BOSTON — Jim LaFontaine wouldn’t be alive today if it weren’t for an anonymous donor who overlooked his family’s religious convictions to give him a new heart.

LaFontaine, pastor of Emmanuel Community Church in Essex, developed heart disease in his mid-30s. After years of surgery and complications, he was told he needed a transplant to survive.

Four years ago, he received a heart at Brigham and Women’s Hospital donated by a 47-year-old man who died unexpectedly from a brain aneurysm.

“I was really fortunate,” said LaFontaine, 59. “It was a good match, which is rare.”

He was one of the lucky few.

Nearly 118,000 people in the United States are waiting for a transplant, and more than 20 people die every day waiting for a suitable organ. In Massachusetts, 3,544 are on waiting lists, according to New England Donor Services.

But public health officials here are encouraged by a growing number of people who are willing to donate their organs when they die to give strangers a chance to live.

The number of people signed up to donate organs has risen by more than 90 percent in the past decade, from about 1.7 million in 2007 to more than 3.2 million this year, according to the Registry of Motor Vehicles, which manages the state’s organ donor registry.

Matthew Boger, a spokesman for New England Donor Services, attributes the increase to the policy of asking people to donate when they get a driver’s license.

“The states play a critical role in this process because the vast majority of everyone who registers as an organ and tissue donor does so at the RMV,” he said.

In New England, more than 1,000 lives were saved last year by donations, he said.

Even so, the odds are long for most who are awaiting organs. Each year, the number of people on the waiting list grows, while only about 2 percent of donated organs can be used.

A reason for the low margin is that organs are generally taken from donors who’ve been declared brain-dead and whose bodies are on respirators, limiting the usefulness of their organs.

“You’re more likely to need an organ transplant than to become a donor,” Boger said.

A majority of those waiting for a match in Massachusetts — or 2,519 people — are in need of kidney transplants, according to New England Donor Services. At least 753 are waiting for a liver; 220 for a heart; 63 for a lung and 27 for a pancreas.

Boger said misconceptions — such as concerns that doctors won’t save patients who are donors, or that it may violate the tenets of a person’s religion — deter some from registering.

“Every major religion in the country supports organ donations,” Boger said.

In October 2014, Pope Francis met with the Transplantation Committee for the Council of Europe and called the act of organ donation “a testimony of love for our neighbor.”

In April, the state Department of Public Health launched a public relations campaign to boost participation in the donor registry. While the number of people registering has risen, they still represent about half of the state’s 6.7 million residents.

“You’re never too old to be an organ donor,” Public Health Commissioner Monica Bharel said at a recent Statehouse event. “We need to do something to change this trend.”

LaFontaine, who has a wife of 30 years and two sons, learned that he had a heart murmur in his 30s during a routine exam. A cardiologist discovered he was born with a bicuspid aortic valve, lessening the amount of blood flow to his body.
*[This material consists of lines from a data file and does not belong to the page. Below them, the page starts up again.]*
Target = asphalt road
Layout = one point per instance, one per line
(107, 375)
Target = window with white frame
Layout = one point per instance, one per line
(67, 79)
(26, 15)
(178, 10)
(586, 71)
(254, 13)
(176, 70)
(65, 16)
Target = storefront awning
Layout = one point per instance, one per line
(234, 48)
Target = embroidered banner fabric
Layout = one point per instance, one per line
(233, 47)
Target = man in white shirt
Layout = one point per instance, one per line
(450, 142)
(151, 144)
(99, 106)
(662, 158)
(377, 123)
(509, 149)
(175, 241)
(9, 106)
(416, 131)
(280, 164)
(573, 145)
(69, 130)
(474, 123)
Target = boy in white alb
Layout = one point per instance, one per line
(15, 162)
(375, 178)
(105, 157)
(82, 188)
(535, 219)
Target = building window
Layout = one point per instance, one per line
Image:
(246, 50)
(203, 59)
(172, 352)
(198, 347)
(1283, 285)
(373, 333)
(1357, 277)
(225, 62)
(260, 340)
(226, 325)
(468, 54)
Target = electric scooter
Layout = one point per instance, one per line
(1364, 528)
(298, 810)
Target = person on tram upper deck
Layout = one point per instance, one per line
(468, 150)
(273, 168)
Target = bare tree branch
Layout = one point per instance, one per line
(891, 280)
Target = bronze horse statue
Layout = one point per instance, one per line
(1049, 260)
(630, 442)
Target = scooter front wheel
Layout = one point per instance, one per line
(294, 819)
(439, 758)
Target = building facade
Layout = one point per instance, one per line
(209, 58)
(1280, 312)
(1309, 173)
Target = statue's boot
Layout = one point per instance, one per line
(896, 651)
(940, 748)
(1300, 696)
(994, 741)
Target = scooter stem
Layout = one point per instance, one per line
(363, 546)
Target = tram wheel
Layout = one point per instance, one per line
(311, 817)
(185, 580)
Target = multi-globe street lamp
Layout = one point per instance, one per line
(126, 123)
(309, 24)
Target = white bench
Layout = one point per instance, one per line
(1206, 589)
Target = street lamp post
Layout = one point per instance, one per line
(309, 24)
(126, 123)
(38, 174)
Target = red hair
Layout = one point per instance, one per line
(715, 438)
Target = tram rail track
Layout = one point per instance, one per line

He later developed a condition that required a pacemaker and defibrillator to regulate his heartbeat. But his heart started failing, so a transplant was the only option.

At Brigham and Women’s, LaFontaine was given an artificial heart that kept him on life-support for months while he waited for a transplant. As he lay in a hospital bed in Boston, LaFontaine said he wrestled with deep feelings of guilt and spirituality over the idea of benefiting from someone else’s death.

“It was almost a deal-breaker for me,” he said. “As a minister, I just couldn’t get my head around the fact that I was sitting there waiting for someone to die.”

Two years after the operation, he met the donor’s wife and family in a get-together arranged by the hospital. It was an awkward, emotional experience, he said.

He learned the man had gone against his conservative religious beliefs when registering as an organ donor, and he hadn’t even told extended members of his family.

“He went against his own faith,” LaFontaine said. “That was humbling to me.”

LaFontaine has since befriended the man’s son, who regularly attends his church.

Dr. Henry Dorkin, a pediatric pulmonologist and president of the Massachusetts Medical Society, said in recent years the cutting-edge science behind organ transplants and post-surgery treatments has vastly improved patients’ chances of survival.

“In most cases, the surgery goes pretty well,” he said. “The issue is generally how sick was the recipient before they got the organ.”

Dorkin said a single donor can help dozens of people with organs such as the heart, lungs, pancreas and kidneys, as well as through skin, veins and tissue donations.

Still, he worries that rising numbers of organ donors may deter people from participating.

“We’re doing better than we were but not as good as we need to be,” he said. “We don’t want people to think they don’t need to do anything because we have enough organs.”

LaFontaine said not a day goes by that he doesn’t think about the man who donated his heart.

“Without this man’s generosity, I wouldn’t be here,” he said. “I got a second chance because of him, so I try to live every day in a way that somehow honors him.”

Gloucester (Mass.) Daily Times, Crux staff contributed to this report.